Доктор сделала ей операцию и прочитала лекцию о способах предохранения от беременности.
Эрни привез ее на просмотр в маленький клуб в Нижнем Манхаттане. Владельцу сказали, что ей двадцать один год. Как выяснилось, он хотел чуть-чуть танца, немного песен и побольше шуток, лучше бы скабрезных. Естественно, того же он ждал и от песен. И никаких бюстгальтеров под трико. Публике это нравилось.
В своем кабинете Эрни репетировал с ней шутки-миниатюры. Какие-то он купил, другие украл. Некоторые были и скабрезными.
Голда использовала все, и публике они понравились. Эрни добился для нее разрешения исполнять некоторые песни с пластинок звезд. Исполняя их, она не раз срывала овацию. Деньги доставались там нелегко. Клуб открывался в девять вечера, а закрывался в три утра. Она выступала четыре раза. Но владелец трижды возобновлял с ней контракт, так что она отработала там целый месяц.
В последний вечер кто-то из публики крикнул: «Эй, Голда!

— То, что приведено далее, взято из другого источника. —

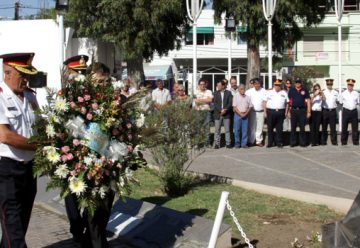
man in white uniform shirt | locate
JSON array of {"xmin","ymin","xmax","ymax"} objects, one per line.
[
  {"xmin": 152, "ymin": 79, "xmax": 171, "ymax": 109},
  {"xmin": 246, "ymin": 78, "xmax": 266, "ymax": 147},
  {"xmin": 321, "ymin": 78, "xmax": 339, "ymax": 146},
  {"xmin": 341, "ymin": 79, "xmax": 359, "ymax": 146},
  {"xmin": 194, "ymin": 78, "xmax": 214, "ymax": 147},
  {"xmin": 264, "ymin": 79, "xmax": 289, "ymax": 148},
  {"xmin": 0, "ymin": 53, "xmax": 38, "ymax": 247}
]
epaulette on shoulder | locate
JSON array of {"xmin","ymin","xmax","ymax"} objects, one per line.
[{"xmin": 25, "ymin": 87, "xmax": 36, "ymax": 95}]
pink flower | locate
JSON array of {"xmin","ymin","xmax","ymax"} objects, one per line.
[
  {"xmin": 111, "ymin": 128, "xmax": 120, "ymax": 136},
  {"xmin": 81, "ymin": 107, "xmax": 87, "ymax": 114},
  {"xmin": 61, "ymin": 146, "xmax": 70, "ymax": 153},
  {"xmin": 66, "ymin": 153, "xmax": 74, "ymax": 160},
  {"xmin": 86, "ymin": 113, "xmax": 93, "ymax": 121},
  {"xmin": 73, "ymin": 139, "xmax": 80, "ymax": 146},
  {"xmin": 61, "ymin": 154, "xmax": 68, "ymax": 162},
  {"xmin": 91, "ymin": 103, "xmax": 99, "ymax": 110}
]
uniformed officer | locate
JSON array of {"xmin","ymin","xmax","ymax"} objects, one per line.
[
  {"xmin": 0, "ymin": 53, "xmax": 38, "ymax": 248},
  {"xmin": 64, "ymin": 55, "xmax": 89, "ymax": 243},
  {"xmin": 321, "ymin": 78, "xmax": 339, "ymax": 146},
  {"xmin": 288, "ymin": 78, "xmax": 311, "ymax": 147},
  {"xmin": 341, "ymin": 79, "xmax": 359, "ymax": 146},
  {"xmin": 265, "ymin": 79, "xmax": 289, "ymax": 148},
  {"xmin": 64, "ymin": 55, "xmax": 114, "ymax": 248}
]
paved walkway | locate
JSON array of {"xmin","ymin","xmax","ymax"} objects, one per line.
[
  {"xmin": 5, "ymin": 141, "xmax": 360, "ymax": 248},
  {"xmin": 189, "ymin": 145, "xmax": 360, "ymax": 212}
]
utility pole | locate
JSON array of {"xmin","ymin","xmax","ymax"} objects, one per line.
[{"xmin": 14, "ymin": 1, "xmax": 20, "ymax": 20}]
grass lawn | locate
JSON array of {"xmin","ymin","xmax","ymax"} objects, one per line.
[{"xmin": 126, "ymin": 169, "xmax": 342, "ymax": 247}]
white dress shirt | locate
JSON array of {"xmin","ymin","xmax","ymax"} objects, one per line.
[
  {"xmin": 152, "ymin": 88, "xmax": 171, "ymax": 105},
  {"xmin": 322, "ymin": 89, "xmax": 339, "ymax": 109},
  {"xmin": 341, "ymin": 90, "xmax": 359, "ymax": 110},
  {"xmin": 245, "ymin": 87, "xmax": 266, "ymax": 111},
  {"xmin": 0, "ymin": 82, "xmax": 37, "ymax": 162},
  {"xmin": 266, "ymin": 89, "xmax": 289, "ymax": 109}
]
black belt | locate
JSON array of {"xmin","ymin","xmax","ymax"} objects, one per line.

Где мы увидим тебя в следующий раз?»
— В «Желтом теленке», — ответила она.
Эрни уже обо всем договорился.
— Тогда, до встречи! — прокричал мужчина.
Клубы извещали о новых шоу, публикуя маленькие рекламные объявления в бульварных газетах, и к зиме многие из них обещали выступления зажигательной и остроумной танцовщицы Голды Грауштейн.
Она шлифовала свой номер. Публика в клубах была куда требовательнее, чем в отелях в Катскилл. Ошибок здесь не прощали. В ней видели не девчушку, старающуюся повеселить посетителей, но участницу шоу, за просмотр которого они выложили хорошие деньги. Они жаждали грубоватого юмора с намеками на секс. Иногда одних намеков им не хватало, они хотели слышать солдатские шутки. Голда многого не умела, и Эрни Левин стал ее учителем. Он начал покупать для нее шутки. Молодой писатель-сатирик продавал их по десять долларов за штуку. Голде все это не нравилось. Он стремилась на сцену, чтобы танцевать и петь. Но приходилось думать о том, как заработать на жизнь.
И восемнадцатилетняя Голда зарабатывала на жизнь. Ей дозволили бывать в родном доме в Бруклине, но ничего там не есть и не оставаться на ночь. Отец уходил до ее появления. Он заявил, что она обесчестила семейное имя, и дал ей знать, что не будет возражать, если она возьмет псевдоним.
Эрни Левин дал ей такой же совет. В итоге… она стала Глендой Грейсон.